(TT) – Monkeypox in humans was first identified in 1970 in the Democratic Republic of Congo
It is an infectious disease caused by monkeypox virus which is of the genus “Orthopoxvirus” in the family “Poxviridae” just like the cowpox virus and variola virus that causes smallpox. Monkeypox occurs primarily around rainforests of West and Central Africa, but the natural host of the virus is still not known.
Monkeypox was first identified as an illness of non-human primates. The virus is also found in rodents. Monkeypox in humans was first identified in 1970 in the Democratic Republic of Congo. Democratic Republic of the Congo routinely reports a high number of cases: more than 1,000 suspected cases per year since 2005.
Through vaccination, Smallpox was eradicated in 1980 and vaccination ceased. Since then monkeypox virus emerged as the most significant orthopoxvirus in humans which is explained to be due to waning immunity from smallpox vaccines.
The subtypes of the virus are grouped in two clades; The Central African clade, which is prevalent in the Central African Republic, the Democratic Republic of the Congo and other East African countries. The virus in this clade causes more severe illness clinically and case fatality is up to 11%.
The next subtype is the West African clade, found in Nigeria, Sierra Leone, Liberia and Côte d’Ivoire. This clade of monkeypox virus causes less human-to-human transmission. It has less severe illness, and death in up to 6% of cases.
Geographic Distribution Of Monkeypox Disease
Since 2016, Confirmation of human monkeypox has been reported since 2016 in; Central African Republic, Liberia, Sierra Leone, Democratic Republic of Congo, Nigeria and the Republic of the Congo.

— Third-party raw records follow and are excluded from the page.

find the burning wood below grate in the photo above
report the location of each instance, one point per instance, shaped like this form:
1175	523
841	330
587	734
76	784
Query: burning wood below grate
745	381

Cases of the disease were reported in Israel, United Kingdom and Singapore among travelers from Nigeria.
Symptoms To Lookout For
For the onset of symptoms, the interval is usually 6 to 13 days, but can be from 5 to 21 days.
Monkeypox virus disease symptoms are very similar to that of smallpox. Smallpox disease is more severe than the monkeypox virus. If you have monkeypox, you may experience symptoms such as; severe rash which is typically self-limiting, but can lead to severe illness or death. Death in monkeypox occurs in up to 11% of cases, most often in younger age groups.
The infection progresses in two phases:
- Invasion period (0-5 days) characterized by fever, headache, lymphadenopathy (swelling of the lymph nodes), back pain, myalgia (muscle aches), and fatigue; and
- Characteristic rash appearing in stages 1-3 days after the onset of fever, beginning on the face and spreading to the trunk and limbs.
The rash lesions evolve from macules (lesions with a flat base) to papules (raised firm lesions) to vesicles (filled with clear fluid) to pustules (filled with yellowish fluid), followed by crusts.
The rash affects
- The face in 95% of cases,
- The palms and soles of the feet (75%),
- Oral mucous membranes (70%),
- Genitalia (30%),
- The conjunctivae and cornea (20%).
It may take three weeks for crusts to disappear. Lesions range from a few to several thousand and are often painful. Severe lymphadenopathy (swollen lymph nodes) is a distinctive feature of monkeypox and generally develops before the rash. Monkeypox usually lasts 3 to 4 weeks. Severe illness occurs more commonly in children.
Transmission and Treatment
As Monkeypox is a zoonosis which means that it is transmitted to humans from animals. You can get the virus by touching or handling infected animals such as; giant poached rats, rope squirrels, and monkeys or eating inadequately cooked meat of infected animals. Human to human transmissions occur through contact with infected respiratory droplets, skin lesions, or contaminated objects.
There is no specific treatment for monkeypox, but the smallpox vaccines is confirmed to offer protection against monkeypox virus. Other treatments are supportive approaches based on one’s specific symptoms.